緑の季節【第二部】
翌日は、昨夜遅かったこともあり 昼頃に出社した。
3,4人出社していたが、皆、休みに入ったようだ。
静かな事務所は、昨日持ち帰った資料整理には落ち着いた。
ほどなくして、明日の準備も整ったところで退社した。
翌日から2日に渉る元会社の社員との作業。

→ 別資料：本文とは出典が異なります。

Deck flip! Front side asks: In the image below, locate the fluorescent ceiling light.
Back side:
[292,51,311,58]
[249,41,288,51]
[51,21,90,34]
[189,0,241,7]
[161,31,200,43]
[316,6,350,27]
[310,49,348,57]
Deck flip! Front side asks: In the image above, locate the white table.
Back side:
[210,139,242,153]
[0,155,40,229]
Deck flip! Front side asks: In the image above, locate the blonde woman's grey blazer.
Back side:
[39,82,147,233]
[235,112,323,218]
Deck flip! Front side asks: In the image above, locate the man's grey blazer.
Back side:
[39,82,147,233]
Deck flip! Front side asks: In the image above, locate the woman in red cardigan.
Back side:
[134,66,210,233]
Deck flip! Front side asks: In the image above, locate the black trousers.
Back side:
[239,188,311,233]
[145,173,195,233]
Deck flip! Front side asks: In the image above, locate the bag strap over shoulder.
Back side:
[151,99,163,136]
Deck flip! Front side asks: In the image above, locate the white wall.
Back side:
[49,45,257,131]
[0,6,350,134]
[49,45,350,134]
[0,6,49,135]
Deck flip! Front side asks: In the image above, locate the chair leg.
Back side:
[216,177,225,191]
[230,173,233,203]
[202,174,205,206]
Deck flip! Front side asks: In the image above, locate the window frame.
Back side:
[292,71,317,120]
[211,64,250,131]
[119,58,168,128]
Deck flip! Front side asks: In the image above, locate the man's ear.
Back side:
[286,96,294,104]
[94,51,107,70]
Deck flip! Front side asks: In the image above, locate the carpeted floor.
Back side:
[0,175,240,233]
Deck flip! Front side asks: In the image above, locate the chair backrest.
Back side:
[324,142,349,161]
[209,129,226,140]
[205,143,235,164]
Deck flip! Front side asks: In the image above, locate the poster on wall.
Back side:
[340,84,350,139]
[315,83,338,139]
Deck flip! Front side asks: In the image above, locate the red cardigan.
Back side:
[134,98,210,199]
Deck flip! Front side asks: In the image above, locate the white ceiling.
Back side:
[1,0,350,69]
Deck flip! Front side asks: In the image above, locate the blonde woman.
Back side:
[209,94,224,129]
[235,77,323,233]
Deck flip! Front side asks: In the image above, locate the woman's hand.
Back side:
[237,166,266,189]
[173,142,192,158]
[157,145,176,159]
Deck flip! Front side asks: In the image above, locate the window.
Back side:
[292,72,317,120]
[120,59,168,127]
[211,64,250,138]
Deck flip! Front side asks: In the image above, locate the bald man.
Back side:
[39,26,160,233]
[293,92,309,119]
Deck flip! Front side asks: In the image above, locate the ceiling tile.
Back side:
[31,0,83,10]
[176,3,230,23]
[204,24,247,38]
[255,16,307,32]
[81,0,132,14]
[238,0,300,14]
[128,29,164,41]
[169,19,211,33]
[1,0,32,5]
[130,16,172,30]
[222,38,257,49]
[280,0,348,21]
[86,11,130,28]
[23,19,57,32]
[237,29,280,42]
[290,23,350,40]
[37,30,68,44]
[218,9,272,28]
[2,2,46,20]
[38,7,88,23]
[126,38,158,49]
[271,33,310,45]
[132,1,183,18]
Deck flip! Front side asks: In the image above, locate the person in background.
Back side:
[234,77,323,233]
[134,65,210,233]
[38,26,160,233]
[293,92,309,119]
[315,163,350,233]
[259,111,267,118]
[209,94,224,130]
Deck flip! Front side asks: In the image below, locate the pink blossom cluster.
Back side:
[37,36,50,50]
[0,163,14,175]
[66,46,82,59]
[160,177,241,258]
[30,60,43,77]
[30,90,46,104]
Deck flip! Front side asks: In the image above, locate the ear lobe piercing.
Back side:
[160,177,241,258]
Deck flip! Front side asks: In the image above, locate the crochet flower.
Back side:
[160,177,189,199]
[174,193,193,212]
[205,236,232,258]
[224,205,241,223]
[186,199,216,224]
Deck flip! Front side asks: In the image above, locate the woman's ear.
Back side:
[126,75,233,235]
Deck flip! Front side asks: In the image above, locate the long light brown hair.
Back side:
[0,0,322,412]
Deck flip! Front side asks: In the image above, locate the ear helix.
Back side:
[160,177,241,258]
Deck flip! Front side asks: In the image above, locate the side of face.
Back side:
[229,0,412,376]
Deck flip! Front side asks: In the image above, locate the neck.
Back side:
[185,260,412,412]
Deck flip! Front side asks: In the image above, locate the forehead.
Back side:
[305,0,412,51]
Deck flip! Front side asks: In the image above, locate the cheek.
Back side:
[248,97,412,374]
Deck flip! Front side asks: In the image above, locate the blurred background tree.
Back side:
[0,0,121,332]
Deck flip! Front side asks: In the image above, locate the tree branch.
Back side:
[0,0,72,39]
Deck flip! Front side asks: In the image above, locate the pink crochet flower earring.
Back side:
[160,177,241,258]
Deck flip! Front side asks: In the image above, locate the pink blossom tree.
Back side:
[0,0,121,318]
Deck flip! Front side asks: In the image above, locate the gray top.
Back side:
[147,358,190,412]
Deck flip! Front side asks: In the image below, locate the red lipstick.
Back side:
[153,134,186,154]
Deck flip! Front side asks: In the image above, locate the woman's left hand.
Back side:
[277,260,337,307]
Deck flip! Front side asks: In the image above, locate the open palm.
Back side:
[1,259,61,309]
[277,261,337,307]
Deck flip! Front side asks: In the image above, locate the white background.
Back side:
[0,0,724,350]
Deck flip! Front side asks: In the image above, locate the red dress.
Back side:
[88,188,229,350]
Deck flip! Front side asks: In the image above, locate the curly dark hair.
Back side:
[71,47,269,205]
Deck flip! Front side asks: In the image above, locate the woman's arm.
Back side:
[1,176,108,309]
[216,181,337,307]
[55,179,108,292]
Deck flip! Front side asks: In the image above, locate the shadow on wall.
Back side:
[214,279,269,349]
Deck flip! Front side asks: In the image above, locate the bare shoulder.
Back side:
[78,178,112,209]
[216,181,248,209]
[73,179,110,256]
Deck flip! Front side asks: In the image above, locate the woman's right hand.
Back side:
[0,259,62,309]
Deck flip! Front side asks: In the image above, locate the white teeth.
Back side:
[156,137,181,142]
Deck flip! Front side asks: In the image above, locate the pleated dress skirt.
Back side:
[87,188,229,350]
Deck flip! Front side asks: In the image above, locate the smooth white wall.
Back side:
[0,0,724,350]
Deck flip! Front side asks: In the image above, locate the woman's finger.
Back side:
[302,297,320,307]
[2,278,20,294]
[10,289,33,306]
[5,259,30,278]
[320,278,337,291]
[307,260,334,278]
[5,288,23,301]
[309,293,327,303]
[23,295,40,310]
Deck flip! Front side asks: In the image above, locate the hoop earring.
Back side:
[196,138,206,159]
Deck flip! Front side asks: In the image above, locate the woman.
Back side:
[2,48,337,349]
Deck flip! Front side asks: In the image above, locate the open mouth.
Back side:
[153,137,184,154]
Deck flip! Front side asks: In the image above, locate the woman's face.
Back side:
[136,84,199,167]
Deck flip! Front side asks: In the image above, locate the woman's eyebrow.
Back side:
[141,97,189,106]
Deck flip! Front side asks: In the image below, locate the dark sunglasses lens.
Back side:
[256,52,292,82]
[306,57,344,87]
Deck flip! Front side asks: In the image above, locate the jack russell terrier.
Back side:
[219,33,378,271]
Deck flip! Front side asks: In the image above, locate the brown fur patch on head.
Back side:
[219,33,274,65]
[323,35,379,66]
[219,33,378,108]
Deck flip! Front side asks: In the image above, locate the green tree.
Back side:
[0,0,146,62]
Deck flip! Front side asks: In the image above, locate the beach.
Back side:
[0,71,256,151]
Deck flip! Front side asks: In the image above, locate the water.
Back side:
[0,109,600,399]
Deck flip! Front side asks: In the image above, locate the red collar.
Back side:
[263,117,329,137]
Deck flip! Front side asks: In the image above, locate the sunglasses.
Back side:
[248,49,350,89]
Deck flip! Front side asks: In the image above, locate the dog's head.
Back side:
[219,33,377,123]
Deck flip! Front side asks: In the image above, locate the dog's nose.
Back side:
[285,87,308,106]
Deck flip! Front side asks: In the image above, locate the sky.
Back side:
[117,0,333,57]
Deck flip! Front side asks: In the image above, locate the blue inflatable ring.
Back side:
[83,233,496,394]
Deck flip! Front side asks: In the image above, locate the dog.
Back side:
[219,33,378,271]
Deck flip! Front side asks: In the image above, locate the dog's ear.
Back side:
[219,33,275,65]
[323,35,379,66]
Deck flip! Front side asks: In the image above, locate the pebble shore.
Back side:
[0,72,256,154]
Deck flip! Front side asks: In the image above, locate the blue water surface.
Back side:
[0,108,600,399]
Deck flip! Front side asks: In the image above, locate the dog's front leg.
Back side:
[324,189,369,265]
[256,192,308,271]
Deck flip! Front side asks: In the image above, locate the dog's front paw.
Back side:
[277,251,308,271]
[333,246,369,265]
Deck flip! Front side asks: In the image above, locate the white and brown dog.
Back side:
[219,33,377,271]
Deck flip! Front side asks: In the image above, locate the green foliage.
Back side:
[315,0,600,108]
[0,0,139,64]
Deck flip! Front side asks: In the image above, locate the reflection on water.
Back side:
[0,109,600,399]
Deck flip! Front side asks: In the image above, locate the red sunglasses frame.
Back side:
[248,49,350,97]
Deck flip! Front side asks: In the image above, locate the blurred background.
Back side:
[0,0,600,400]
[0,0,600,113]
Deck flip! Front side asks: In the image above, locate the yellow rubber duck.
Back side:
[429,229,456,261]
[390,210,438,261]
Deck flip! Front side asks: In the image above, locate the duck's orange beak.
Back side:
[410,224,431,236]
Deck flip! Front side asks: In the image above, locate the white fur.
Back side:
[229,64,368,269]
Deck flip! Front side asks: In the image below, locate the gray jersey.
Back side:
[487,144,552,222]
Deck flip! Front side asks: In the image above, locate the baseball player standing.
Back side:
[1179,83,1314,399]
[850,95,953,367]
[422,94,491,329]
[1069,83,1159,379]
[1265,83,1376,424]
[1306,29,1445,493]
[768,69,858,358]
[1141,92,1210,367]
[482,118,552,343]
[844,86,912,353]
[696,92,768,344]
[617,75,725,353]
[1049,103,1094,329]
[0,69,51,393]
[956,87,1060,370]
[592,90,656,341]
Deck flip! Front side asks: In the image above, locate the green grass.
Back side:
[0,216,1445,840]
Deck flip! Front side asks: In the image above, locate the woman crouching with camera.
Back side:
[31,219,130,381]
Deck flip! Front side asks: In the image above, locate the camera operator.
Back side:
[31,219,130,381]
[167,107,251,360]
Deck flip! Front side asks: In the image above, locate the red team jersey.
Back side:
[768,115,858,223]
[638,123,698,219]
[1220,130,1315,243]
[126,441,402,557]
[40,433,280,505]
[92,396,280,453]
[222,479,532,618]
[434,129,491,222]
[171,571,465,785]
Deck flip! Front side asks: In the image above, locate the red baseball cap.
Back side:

長く付き合ってきた同僚だけにスムーズに
進めることができ、予定よりも早く完了することができた。
二人は、お疲れ様会と久し振りの語らいに花を咲かせた。
仕事のことから始まった話も、巷の情報やニュースなどの話やたわいない話になった。
「俺、秋に結婚することにした」と話に紛れて彼は言った。
その彼は「独身貴族」を豪語していただけに以外だった。
「ええっ誰と?」
聞くと、会社の受付事務の女性の妹で、飲みに行った先で偶然会って意気投合。
そのうえ彼女のお腹には新しい命まで授かったというのだ。
「極端なやつだな。おめでとう」
「おお、実は俺が一番驚いているかもしれないな。9こ下なんだけど、結構、俺が尻に敷かれてるっていうか、操られてるっていうか」
「嬉しそうだな」
「まあな。それがまた可愛いんだ。おまえもそろそろいいんじゃないか」
「・・・」
「今、うちに派遣できている・・」
「水上さんか」
「なんだ、知ってるのか?チェック早いな。彼女いい子だぞ」
酒も程よく回っているせいだろうか、口も滑らかに言葉を吐き出して盛り上がった。
時間も夜に入った頃、早く会いたいからと彼は、彼女の待つ町へと帰って行った。